I argued more than once that the screaming zinc price hit $1.40, supply would magically and mysteriously appear knocking price back down. The screams of outrage and protest as investors and traders guzzled the KoolAid made a great many owners of high-cost (and now high-PRICED) zinc deals ecstatic with share prices rising 500–100% on the assumption that zinc would continue to climb to the heavens. Because of the sharp crash in zinc (and copper), dozens of PEAs and FSs are today being reworked with discounted net present value numbers being ratcheted down taking share prices along for the slide. It is a lesson to be remembered and it is aligned with the legendary Bob Farrell's Rule #9, "When all the experts and forecasts agree, something ELSE is going to happen"—and it did —and now a myriad of junior zinc deals are in bear markets with many of their shareholders holding a large and very malodorous bag.

…and now for some "good news"…

Three Exceptions to the Rule:

1. Kirkland Lake Gold Inc. (KL:TSX; KLGDF:OTCQX): This company has advanced from the $6.00 range in early 2017 to the current $25.48 level after touching $30 earlier. Solid execution and superior management (Eric Sprott is chairman) have allowed shareholders to avoid the bloodbath in senior and junior issuers. The outperformance is staggering.

2. Western Uranium & Vanadium Corp. (WUC:CSE; WSTRF:OTCQX, C$1.18): Since I just completed a report on WUC, the shares are now sailing along north of $1.00 with the recent $0.68 funding now closed with over $3.5mm raised. As I said in the report, this one took a little longer to develop, but I believe it is primed and ready for a big 2019.

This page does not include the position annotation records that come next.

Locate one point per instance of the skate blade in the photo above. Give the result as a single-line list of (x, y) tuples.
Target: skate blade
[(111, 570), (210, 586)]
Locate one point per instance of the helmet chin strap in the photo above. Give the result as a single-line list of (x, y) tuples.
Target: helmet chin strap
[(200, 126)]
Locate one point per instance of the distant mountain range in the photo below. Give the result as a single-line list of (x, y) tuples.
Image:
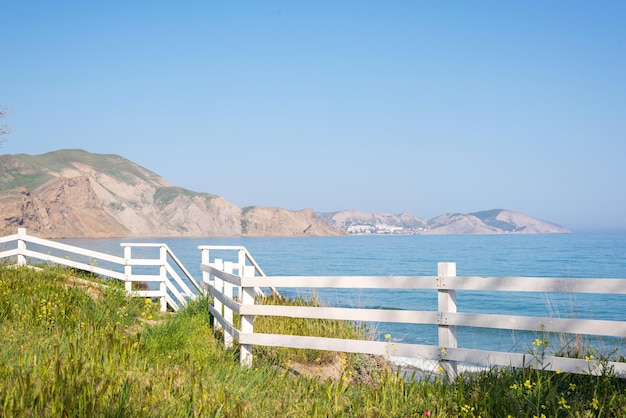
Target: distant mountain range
[(496, 221), (74, 193)]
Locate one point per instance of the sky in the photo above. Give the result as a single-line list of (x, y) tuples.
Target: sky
[(394, 106)]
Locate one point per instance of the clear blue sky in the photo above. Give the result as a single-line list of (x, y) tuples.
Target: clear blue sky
[(386, 106)]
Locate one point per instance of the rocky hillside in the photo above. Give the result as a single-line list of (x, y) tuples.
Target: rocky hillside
[(73, 193), (497, 221)]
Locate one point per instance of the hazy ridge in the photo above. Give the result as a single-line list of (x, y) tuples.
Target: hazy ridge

3. Aben Resources Ltd. (ABN:TSX.V; ABNAF:OTCQB, C$0.44): In addition to the spectacular results reported recently (62.4 g/t over 6m) from the Golden Triangle region of B.C., I am delighted that there is finally a company that has raised money, drilled, reported great results, and then was REWARDED. Up 148% in the past month, ABN holds a very special fondness for me because its chairman, Ron Netolitsky, was the driver behind Consolidated Stikine Resources, which owned 50% of the Eskay Creek discovery of 1989, and also because it helped me recover the losses from the 1987 market crash. I first heard about Stikine from Murray Pezim but rather than buy his deal, I elected to go with Netolitsky's and bought 20,000 shares at $0.80 (pre-discovery). I sold the shares four months later for $15/share despite being warned against it by the late Ron Brimacombe. A few months after I sold (recovering $300,000 lost in Oct/'87), International Corona bid $67 per share, which amounted to $1,040,000 being left "on the table."

These Aben results are very much on par with the original 1989 discovery and since it appears to be associated with the same fault that yielded the fluids forming the Eskay deposit, I am putting ABN on my recommended list for 2018 on the assumption (and prayer) that this will wind up as yet another 3,000,000-ounce gold and 160,000,000-ounce silver deposit. More importantly, I am hoping that Aben's success triggers a much welcomed renewal of speculative appetites by investors spilling over to the rest of the exchange. One final reason I took the plunge: Aben's chairman is none other than Ron Netolitsky. As they say in sport, you never bet the horse; you ALWAYS bet the jockey.

In case you hadn't noticed, all of the "Failed Trades" covered in earlier paragraphs are actually classic "contrarian buys" as we speak. In November of 2015, you could have applied my remarks to all of the precious metals failures because by mid-2016, had you bought into the misery of the precious metals purgatory , you would have made a great deal of money. Final note on the recent bounce in the precious metals: I have yet to add to my GLD holdings because silver fails to lead and because the miners are really having difficulty getting going. I will probably await the COT Report expected this Friday afternoon before deciding whether or not adding to the GLD is worth risking yet another set of locks on the medicine chest and booze cabinet that shall be liberated either by way of unanimous consent or large, ignominious crowbar.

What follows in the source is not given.